Питер Грин - Смех Афродиты. Роман о Сафо с острова Лесбос
Я сказала, что у меня болит голова. Да так оно и было.
— Еще бы ей не болеть! — сказала мама. — Торчишь весь день в четырех стенах!
— Правда, мама. Она у меня действительно болит.
Как могла я объяснить ей, что мне невыносима сама
мысль о ней, разгуливающей среди миндальных рощ! Ведь от одного ее шага вся красота разрушается, превращаясь в обыкновенную прозу жизни! Немного находилось дверей, которые сопротивлялись, если моя мать пыталась их открыть, немного оставалось самых интимных уголков, которых она не пронзила бы взглядом и которые бы от этого не съежились. Она обладала редкой способностью стирать мечтания в пыль; но если бы кто-нибудь серьезно заподозрил в ней такой талант, она была бы покороблена. Она не была лицемеркой, что только усугубляло эту ее особенность; главным же свойством ее натуры была трогательная вера в правоту собственного мнения.

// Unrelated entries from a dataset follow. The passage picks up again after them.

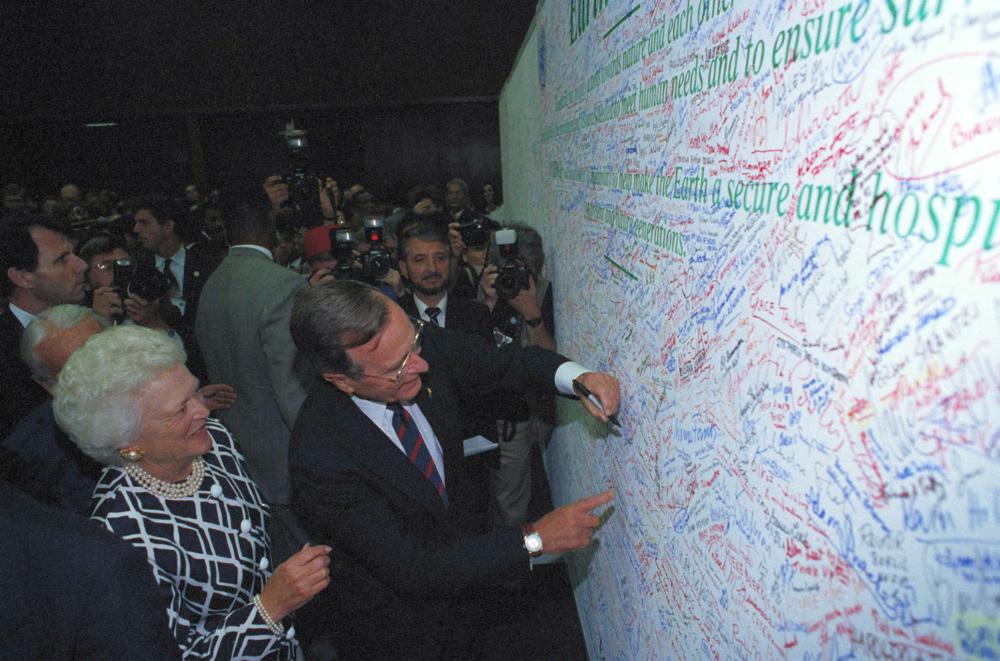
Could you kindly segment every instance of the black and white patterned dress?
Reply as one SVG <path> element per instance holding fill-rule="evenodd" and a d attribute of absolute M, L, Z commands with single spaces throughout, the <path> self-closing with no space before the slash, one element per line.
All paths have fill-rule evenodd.
<path fill-rule="evenodd" d="M 167 615 L 186 659 L 290 659 L 294 629 L 279 638 L 253 603 L 270 577 L 268 507 L 229 431 L 209 419 L 205 480 L 190 498 L 162 498 L 109 467 L 91 518 L 143 549 L 170 588 Z"/>

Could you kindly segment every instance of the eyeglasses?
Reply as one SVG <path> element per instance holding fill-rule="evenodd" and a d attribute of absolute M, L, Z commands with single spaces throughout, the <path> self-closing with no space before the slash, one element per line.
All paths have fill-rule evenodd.
<path fill-rule="evenodd" d="M 406 352 L 405 356 L 403 356 L 403 362 L 399 365 L 399 369 L 396 370 L 396 374 L 390 377 L 382 376 L 381 374 L 369 374 L 368 372 L 362 372 L 361 376 L 367 376 L 373 379 L 382 379 L 384 381 L 392 381 L 396 385 L 399 385 L 400 382 L 402 382 L 403 376 L 406 374 L 406 366 L 410 364 L 410 358 L 413 357 L 413 354 L 420 353 L 420 339 L 423 337 L 424 326 L 427 322 L 422 319 L 414 319 L 413 317 L 410 317 L 410 323 L 413 324 L 414 328 L 413 344 L 410 345 L 410 350 Z"/>

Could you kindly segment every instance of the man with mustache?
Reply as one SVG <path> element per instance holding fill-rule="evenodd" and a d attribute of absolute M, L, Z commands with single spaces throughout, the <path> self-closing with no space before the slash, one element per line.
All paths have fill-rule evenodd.
<path fill-rule="evenodd" d="M 399 304 L 413 317 L 490 340 L 489 308 L 448 297 L 451 256 L 448 233 L 440 224 L 419 222 L 406 228 L 399 241 L 399 272 L 409 280 L 412 293 L 400 297 Z"/>

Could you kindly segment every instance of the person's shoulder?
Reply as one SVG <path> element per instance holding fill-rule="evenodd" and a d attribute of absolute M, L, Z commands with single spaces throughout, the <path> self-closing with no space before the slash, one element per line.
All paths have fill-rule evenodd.
<path fill-rule="evenodd" d="M 139 510 L 139 499 L 136 489 L 128 474 L 121 469 L 110 468 L 101 474 L 94 487 L 94 497 L 91 500 L 90 518 L 110 526 L 111 520 L 122 513 Z"/>
<path fill-rule="evenodd" d="M 21 322 L 11 312 L 7 302 L 0 303 L 0 338 L 3 339 L 5 353 L 8 350 L 11 353 L 17 351 L 17 342 L 21 337 L 21 329 Z"/>
<path fill-rule="evenodd" d="M 221 261 L 226 256 L 227 246 L 220 241 L 213 241 L 209 238 L 200 238 L 189 244 L 185 250 L 193 260 Z"/>
<path fill-rule="evenodd" d="M 8 542 L 20 540 L 41 548 L 45 540 L 58 540 L 56 546 L 66 550 L 59 556 L 64 561 L 79 560 L 80 564 L 87 563 L 88 558 L 103 561 L 108 554 L 122 556 L 127 553 L 129 547 L 106 530 L 100 521 L 41 503 L 2 481 L 0 494 L 4 503 L 0 520 L 4 521 L 4 530 L 14 535 L 7 538 Z M 94 549 L 100 552 L 95 553 Z"/>
<path fill-rule="evenodd" d="M 399 307 L 403 308 L 403 312 L 406 314 L 410 316 L 417 315 L 417 304 L 413 300 L 413 292 L 406 292 L 396 299 L 396 302 L 399 303 Z"/>
<path fill-rule="evenodd" d="M 210 455 L 215 455 L 225 460 L 232 458 L 237 462 L 242 463 L 244 461 L 243 452 L 240 450 L 239 444 L 236 438 L 233 437 L 233 433 L 222 424 L 222 421 L 218 418 L 207 418 L 205 420 L 205 429 L 208 430 L 209 435 L 212 437 L 212 450 Z"/>

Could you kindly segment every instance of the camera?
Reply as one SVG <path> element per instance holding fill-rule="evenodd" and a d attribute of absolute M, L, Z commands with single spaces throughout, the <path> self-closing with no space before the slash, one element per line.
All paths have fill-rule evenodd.
<path fill-rule="evenodd" d="M 288 202 L 285 207 L 292 212 L 294 224 L 312 227 L 322 215 L 319 210 L 316 177 L 309 159 L 306 132 L 295 128 L 295 122 L 285 125 L 281 133 L 288 149 L 289 169 L 283 177 L 288 184 Z"/>
<path fill-rule="evenodd" d="M 354 235 L 350 230 L 330 230 L 330 254 L 337 260 L 333 277 L 351 280 L 356 275 L 354 269 Z"/>
<path fill-rule="evenodd" d="M 111 266 L 111 286 L 122 299 L 135 294 L 155 301 L 170 291 L 170 278 L 154 266 L 140 267 L 131 259 L 116 259 Z"/>
<path fill-rule="evenodd" d="M 493 222 L 489 218 L 477 216 L 467 223 L 458 226 L 458 233 L 467 246 L 485 246 L 490 242 L 490 230 Z"/>
<path fill-rule="evenodd" d="M 496 243 L 503 263 L 497 269 L 497 279 L 493 286 L 499 298 L 509 301 L 521 290 L 531 288 L 531 269 L 518 257 L 517 232 L 500 230 L 497 232 Z"/>
<path fill-rule="evenodd" d="M 369 249 L 361 255 L 361 270 L 371 280 L 381 280 L 392 268 L 392 256 L 385 245 L 382 225 L 382 219 L 378 216 L 365 218 L 365 241 Z"/>

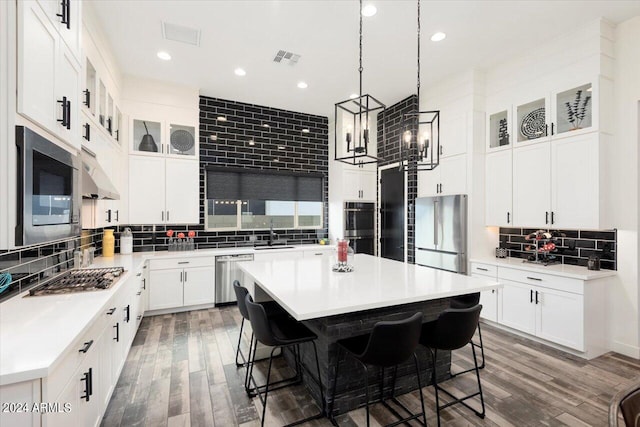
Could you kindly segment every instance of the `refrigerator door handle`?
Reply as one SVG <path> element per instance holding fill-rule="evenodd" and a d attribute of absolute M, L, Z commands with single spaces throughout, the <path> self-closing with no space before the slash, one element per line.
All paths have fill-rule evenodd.
<path fill-rule="evenodd" d="M 438 200 L 433 201 L 433 245 L 438 246 Z"/>

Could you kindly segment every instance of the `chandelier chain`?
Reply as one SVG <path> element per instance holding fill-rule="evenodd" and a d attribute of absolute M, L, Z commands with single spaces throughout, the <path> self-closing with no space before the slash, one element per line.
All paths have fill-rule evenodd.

Короче, я надулась и упрямилась, мать бранилась и закатывала истерики, но ни одна из нас не хотела сдаваться. В конце концов она выскочила из дому, прихватив с собою двух племяшек, оставив меня дрожащей и совершенно без сил. Кровь в висках пульсировала, желудок восстал, во рту ощущался кислый металлический привкус. Я легла на лежанку и закрыла глаза. В доме было тихо. Мальчики придут из школы не ранее чем через два часа. Слуги дремали в своей отдаленной части дома, тетушка Елена, как всегда, заперлась у себя наверху. Под веками у меня плясали яркие узоры — пурпурные с золотым краем, алые зазубренные полоски, вспышки зеленого цвета, — я чувствовала, что меня может стошнить в любое мгновение.
А тут как раз появился Питтак. Едва он вошел, я вскочила в удивлении.
— Да нет, я не стал тревожить вашего привратника, — изрек он, словно читая мои мысли, и повернул у себя на пальце кольцо, на которое был надет ключ. — Калитка в саду куда менее в ходу, чем передняя дверь. Так ведь?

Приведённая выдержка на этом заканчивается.